PDF(Pubmed)
Abstract:
Inflammasomes are filamentous signaling platforms essential for host defense against various intracellular calamities such as pathogen invasion and genotoxic stresses. However, dysregulated inflammasomes cause an array of human diseases including autoinflammatory disorders and cancer. It was recently identified that endogenous pyrin-only-proteins (POPs) regulate inflammasomes by directly inhibiting their filament assembly. Here, by combining Rosetta in silico, in vitro, and in cellulo methods, we investigate the target specificity and inhibition mechanisms of POPs. We find here that POP1 is ineffective in directly inhibiting the central inflammasome adaptor ASC. Instead, POP1 acts as a decoy and targets the assembly of upstream receptor pyrin-domain (PYD) filaments such as those of AIM2, IFI16, NLRP3, and NLRP6. Moreover, not only does POP2 directly suppress the nucleation of ASC, but it can also inhibit the elongation of receptor filaments.
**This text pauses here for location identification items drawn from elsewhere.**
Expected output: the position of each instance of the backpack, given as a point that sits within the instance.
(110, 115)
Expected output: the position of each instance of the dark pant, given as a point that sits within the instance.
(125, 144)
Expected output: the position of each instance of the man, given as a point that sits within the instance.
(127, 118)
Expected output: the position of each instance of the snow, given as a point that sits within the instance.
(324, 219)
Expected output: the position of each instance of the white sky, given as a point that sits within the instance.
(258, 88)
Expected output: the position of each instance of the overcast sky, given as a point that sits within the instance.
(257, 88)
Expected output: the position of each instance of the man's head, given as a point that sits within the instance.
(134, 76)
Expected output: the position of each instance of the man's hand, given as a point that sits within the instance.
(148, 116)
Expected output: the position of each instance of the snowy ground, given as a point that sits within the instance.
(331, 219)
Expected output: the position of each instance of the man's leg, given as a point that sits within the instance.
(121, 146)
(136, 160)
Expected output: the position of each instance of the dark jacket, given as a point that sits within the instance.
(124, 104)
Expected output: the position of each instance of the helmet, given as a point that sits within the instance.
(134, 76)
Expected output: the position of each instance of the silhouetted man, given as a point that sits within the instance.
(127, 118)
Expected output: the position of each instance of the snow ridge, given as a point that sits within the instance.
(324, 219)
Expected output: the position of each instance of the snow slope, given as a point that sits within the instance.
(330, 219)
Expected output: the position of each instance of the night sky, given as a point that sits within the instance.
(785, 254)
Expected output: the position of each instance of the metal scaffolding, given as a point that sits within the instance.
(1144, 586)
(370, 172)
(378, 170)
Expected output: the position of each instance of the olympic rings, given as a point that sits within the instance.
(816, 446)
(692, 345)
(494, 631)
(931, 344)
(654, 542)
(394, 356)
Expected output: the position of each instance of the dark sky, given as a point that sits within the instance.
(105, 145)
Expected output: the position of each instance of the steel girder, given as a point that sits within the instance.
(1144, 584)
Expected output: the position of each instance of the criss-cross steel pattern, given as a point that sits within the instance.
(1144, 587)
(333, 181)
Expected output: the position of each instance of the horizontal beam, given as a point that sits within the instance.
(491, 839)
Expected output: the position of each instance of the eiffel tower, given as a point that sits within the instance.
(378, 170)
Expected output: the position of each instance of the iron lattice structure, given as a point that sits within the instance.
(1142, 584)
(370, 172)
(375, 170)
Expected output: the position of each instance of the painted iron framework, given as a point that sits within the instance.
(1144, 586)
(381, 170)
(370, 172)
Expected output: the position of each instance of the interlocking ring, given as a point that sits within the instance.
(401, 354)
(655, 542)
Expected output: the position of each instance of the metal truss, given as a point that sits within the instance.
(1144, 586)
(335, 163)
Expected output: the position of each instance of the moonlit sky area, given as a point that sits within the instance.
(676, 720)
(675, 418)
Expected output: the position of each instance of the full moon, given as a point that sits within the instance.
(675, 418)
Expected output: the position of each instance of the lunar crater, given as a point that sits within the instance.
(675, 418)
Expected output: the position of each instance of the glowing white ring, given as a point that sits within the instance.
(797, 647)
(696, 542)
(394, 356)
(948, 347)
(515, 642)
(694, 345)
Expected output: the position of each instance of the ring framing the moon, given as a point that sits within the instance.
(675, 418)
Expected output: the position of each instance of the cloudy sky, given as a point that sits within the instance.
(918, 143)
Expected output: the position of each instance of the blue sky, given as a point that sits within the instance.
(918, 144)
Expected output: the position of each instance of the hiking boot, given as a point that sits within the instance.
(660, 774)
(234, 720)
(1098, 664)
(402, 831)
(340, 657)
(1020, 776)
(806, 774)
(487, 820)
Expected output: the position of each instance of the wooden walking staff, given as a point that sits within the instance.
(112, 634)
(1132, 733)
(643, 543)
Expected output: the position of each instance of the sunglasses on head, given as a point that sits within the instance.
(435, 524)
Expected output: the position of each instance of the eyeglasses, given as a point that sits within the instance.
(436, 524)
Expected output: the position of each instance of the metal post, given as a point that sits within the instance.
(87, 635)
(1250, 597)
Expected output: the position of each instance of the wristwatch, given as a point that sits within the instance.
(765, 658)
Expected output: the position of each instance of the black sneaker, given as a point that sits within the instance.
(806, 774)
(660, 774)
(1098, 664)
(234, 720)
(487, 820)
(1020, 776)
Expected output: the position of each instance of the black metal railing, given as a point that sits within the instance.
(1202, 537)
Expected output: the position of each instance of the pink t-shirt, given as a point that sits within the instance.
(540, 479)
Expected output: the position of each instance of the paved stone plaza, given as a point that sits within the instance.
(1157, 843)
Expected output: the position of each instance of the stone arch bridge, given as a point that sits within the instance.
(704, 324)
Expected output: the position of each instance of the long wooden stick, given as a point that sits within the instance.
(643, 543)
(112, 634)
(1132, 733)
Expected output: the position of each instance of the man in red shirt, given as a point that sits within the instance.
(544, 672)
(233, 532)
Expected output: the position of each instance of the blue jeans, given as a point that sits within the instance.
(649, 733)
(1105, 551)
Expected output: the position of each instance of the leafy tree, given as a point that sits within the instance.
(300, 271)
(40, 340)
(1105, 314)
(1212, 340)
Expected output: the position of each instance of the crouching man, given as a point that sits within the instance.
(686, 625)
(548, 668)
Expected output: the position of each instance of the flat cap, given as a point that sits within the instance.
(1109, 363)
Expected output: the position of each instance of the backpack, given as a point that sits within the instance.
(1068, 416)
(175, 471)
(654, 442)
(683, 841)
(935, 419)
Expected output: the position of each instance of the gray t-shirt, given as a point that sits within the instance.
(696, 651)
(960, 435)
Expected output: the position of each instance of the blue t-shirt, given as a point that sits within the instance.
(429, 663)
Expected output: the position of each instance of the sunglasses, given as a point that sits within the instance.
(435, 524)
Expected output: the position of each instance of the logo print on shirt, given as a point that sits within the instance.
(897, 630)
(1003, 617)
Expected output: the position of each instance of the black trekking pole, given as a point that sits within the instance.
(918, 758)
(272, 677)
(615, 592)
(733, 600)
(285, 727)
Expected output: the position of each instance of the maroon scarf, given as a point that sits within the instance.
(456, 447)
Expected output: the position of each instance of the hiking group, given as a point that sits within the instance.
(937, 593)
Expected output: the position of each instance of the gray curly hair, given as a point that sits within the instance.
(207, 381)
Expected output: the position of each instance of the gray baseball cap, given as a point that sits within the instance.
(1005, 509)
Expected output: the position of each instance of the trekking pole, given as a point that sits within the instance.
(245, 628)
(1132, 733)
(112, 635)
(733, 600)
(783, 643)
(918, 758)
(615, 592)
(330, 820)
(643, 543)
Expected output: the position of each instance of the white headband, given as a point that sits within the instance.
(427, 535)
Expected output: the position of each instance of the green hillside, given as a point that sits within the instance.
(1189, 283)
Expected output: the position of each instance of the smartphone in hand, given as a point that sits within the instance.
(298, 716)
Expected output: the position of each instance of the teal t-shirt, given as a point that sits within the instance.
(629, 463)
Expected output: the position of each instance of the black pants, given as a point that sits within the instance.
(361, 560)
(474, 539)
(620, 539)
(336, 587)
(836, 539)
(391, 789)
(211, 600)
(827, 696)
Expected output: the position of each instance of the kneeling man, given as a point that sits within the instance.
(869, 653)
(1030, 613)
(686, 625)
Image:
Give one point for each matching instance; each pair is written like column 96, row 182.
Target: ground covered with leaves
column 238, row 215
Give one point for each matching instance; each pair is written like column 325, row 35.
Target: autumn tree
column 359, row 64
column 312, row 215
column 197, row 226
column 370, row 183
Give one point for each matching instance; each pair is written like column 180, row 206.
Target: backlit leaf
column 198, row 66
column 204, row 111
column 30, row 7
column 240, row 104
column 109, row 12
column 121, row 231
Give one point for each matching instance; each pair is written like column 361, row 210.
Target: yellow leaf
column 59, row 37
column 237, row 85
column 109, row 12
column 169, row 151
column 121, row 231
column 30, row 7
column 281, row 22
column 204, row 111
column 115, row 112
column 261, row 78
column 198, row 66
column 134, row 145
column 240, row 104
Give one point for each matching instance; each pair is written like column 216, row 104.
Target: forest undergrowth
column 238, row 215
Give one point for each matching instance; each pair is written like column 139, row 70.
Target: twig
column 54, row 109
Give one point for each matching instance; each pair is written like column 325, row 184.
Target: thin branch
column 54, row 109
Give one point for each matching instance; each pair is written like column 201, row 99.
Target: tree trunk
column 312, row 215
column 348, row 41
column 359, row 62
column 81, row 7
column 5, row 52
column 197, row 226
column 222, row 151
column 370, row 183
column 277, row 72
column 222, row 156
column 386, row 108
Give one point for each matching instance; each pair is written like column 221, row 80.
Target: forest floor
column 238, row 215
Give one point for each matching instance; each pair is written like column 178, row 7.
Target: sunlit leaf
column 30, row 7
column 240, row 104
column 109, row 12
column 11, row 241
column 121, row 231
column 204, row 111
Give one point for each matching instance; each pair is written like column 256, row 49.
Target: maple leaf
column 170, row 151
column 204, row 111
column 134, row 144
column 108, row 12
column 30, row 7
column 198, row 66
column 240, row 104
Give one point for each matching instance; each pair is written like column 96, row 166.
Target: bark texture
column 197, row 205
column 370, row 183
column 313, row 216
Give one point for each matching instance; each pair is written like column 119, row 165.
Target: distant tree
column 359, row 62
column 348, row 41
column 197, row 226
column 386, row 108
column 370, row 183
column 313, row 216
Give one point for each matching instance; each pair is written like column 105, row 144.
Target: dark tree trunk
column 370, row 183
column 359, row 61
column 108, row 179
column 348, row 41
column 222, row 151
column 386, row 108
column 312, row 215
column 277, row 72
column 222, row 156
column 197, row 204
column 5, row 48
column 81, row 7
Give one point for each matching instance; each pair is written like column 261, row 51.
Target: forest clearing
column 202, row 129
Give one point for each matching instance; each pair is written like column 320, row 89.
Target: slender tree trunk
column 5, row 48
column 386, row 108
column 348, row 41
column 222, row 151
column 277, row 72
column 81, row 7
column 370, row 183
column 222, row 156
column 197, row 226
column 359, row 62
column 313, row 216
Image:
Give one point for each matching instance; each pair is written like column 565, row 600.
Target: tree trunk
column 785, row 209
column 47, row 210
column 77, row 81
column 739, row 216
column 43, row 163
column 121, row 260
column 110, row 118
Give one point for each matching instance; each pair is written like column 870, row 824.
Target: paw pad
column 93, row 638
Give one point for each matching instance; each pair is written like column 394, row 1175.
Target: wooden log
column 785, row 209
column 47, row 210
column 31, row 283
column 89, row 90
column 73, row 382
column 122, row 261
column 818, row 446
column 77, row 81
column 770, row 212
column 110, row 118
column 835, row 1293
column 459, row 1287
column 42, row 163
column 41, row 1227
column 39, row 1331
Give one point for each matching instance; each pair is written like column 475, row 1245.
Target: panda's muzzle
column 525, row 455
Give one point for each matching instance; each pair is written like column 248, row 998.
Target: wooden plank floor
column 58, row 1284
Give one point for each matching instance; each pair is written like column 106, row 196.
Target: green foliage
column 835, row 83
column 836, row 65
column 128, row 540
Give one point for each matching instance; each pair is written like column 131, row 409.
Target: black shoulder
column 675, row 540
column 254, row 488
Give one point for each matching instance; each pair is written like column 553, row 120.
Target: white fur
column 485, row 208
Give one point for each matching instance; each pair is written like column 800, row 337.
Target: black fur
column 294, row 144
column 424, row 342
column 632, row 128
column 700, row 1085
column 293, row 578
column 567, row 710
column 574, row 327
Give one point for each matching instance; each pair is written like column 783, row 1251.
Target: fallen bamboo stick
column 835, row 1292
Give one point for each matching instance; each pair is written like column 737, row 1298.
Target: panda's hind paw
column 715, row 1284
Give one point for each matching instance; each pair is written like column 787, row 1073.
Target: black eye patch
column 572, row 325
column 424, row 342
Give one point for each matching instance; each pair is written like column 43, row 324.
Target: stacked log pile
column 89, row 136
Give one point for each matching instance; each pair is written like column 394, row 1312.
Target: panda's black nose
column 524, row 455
In addition to inhibiting the elongation of AIM2 and NLRP6 filaments, POP3 potently suppresses the nucleation of ASC. Our Rosetta analyses and biochemical experiments consistently suggest that a combination of favorable and unfavorable interactions between POPs and PYDs is necessary for effective recognition and inhibition. Together, we reveal the intrinsic target redundancy of POPs and their inhibitory mechanisms.
摘要:
炎性体是丝状信号平台,对于宿主防御各种细胞内灾难如病原体入侵和遗传毒性应激至关重要。然而,异常调节的炎性体会导致一系列人类疾病,包括自身炎症性疾病和癌症。最近发现内源性仅Pyrin蛋白(POPs)通过直接抑制其细丝组装来调节炎性体。这里,通过将罗塞塔与硅片结合,在体外,在脂肪法中,我们研究了POPs的靶特异性和抑制机制。我们在这里发现POP1在直接抑制中央炎性体适配器ASC方面无效。相反,POP1充当诱饵并靶向上游受体pyrin结构域(PYD)细丝的组装,例如AIM2,IFI16,NLRP3和NLRP6的细丝。此外,POP2不仅直接抑制ASC的成核,但它也可以抑制受体丝的伸长。除了抑制AIM2和NLRP6细丝的伸长外,POP3有效抑制ASC的成核。我们的Rosetta分析和生化实验一致表明,有效识别和抑制POPs和PYDs之间有利和不利相互作用的组合是必要的。一起,我们揭示了POPs的内在靶标冗余及其抑制机制。